OK, so you need to make asynch calls from your ASP.NET page.  You could do this in ASP.NET 1.1, but with 2.0 it becomes SO much simpler due to the addition of the xxxAsync and xxxCompleted methods in the SoapHttpClientProtocol generated proxy.  We need to mark the ASP.NET page as Async by adding this attribute to the Page directive in the .aspx page:

<%@ Page Language="C#" Async="true" MasterPageFile="~/MasterPage.master" AutoEventWireup="true" CodeFile="Default.aspx.cs" Inherits="_Default" Title="Untitled Page" %>

The next thing we do is to use the xxxAsync and xxxCompleted methods to call our service.  While doing this, make sure to check the error condition to avoid the Yellow Screen of Death in your ASP.NET app.

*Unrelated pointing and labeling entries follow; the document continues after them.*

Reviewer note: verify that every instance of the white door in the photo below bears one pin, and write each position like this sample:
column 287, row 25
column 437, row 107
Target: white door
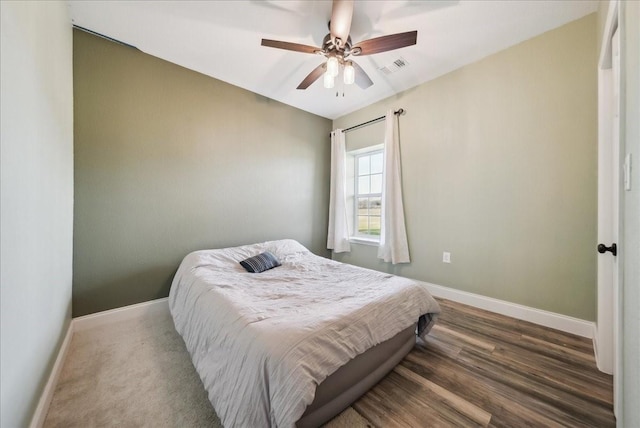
column 606, row 341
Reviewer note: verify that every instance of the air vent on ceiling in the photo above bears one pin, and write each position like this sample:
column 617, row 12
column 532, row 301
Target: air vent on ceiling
column 394, row 66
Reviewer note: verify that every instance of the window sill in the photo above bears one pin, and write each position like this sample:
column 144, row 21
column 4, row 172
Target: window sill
column 364, row 241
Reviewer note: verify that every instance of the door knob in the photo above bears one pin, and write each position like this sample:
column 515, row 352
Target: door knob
column 603, row 249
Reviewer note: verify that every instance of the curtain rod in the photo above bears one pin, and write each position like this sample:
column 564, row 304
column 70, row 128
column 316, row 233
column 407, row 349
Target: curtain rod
column 369, row 122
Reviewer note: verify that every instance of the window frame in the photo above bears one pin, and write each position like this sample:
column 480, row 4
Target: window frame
column 369, row 152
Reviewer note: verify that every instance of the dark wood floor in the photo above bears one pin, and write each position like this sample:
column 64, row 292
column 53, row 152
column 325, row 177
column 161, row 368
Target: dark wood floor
column 477, row 368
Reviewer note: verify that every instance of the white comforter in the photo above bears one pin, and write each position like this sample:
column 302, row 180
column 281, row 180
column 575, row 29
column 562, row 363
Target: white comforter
column 261, row 342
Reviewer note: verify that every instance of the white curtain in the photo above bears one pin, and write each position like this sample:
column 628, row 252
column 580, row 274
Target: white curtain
column 338, row 233
column 394, row 246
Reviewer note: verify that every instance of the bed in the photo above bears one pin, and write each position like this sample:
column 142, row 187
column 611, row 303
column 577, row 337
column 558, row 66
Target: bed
column 296, row 344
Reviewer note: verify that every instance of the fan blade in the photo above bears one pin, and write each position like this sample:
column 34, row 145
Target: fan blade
column 290, row 46
column 313, row 76
column 362, row 79
column 386, row 43
column 341, row 15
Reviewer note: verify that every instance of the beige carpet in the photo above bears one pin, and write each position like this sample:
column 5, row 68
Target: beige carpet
column 137, row 373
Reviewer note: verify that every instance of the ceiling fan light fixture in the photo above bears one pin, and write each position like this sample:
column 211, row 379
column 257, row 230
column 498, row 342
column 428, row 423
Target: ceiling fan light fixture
column 333, row 66
column 329, row 80
column 349, row 73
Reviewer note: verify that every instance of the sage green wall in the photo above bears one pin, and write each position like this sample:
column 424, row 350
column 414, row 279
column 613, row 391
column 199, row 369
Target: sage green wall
column 499, row 164
column 168, row 161
column 36, row 207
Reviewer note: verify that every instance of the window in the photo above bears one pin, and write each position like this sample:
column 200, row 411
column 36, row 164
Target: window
column 368, row 194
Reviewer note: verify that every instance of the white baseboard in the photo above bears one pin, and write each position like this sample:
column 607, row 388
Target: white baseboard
column 47, row 394
column 537, row 316
column 84, row 323
column 120, row 314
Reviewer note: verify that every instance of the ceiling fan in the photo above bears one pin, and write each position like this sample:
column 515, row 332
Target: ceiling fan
column 337, row 48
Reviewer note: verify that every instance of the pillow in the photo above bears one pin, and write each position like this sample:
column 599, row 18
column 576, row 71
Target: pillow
column 260, row 263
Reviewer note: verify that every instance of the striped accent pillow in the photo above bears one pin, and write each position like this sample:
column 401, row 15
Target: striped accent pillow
column 260, row 263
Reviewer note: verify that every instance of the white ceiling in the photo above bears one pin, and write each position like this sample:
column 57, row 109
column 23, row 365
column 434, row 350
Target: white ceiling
column 222, row 39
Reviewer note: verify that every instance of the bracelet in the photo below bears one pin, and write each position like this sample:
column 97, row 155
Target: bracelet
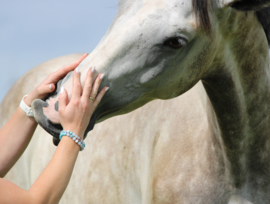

    protected void Page_Load(object sender, EventArgs e)
    {
        localhost.Service s = new localhost.Service();
        s.HelloWorldCompleted += new localhost.HelloWorldCompletedEventHandler(s_HelloWorldCompleted);
        s.HelloWorldAsync();        
    }

    void s_HelloWorldCompleted(object sender, localhost.HelloWorldCompletedEventArgs e)
    {
        if (null != e.Error)
        {
            this.Title = e.Error.Message;
        }
        else
        {
            this.Title = e.Result;
        }        
    }

In this example, you can see that we check for the error condition prior to obtaining the result. If you just obtained the result, you would get the SOAP exception back immediately.  The natural first inclination is to then wrap the result accessor with a try/catch block, which means the exception would need to be re-thrown from the client and subsequently caught. And we all know we should avoid exceptions as much as possible due to the hit on perf.  In this case, you can avoid the hit on perf just using this minor code change.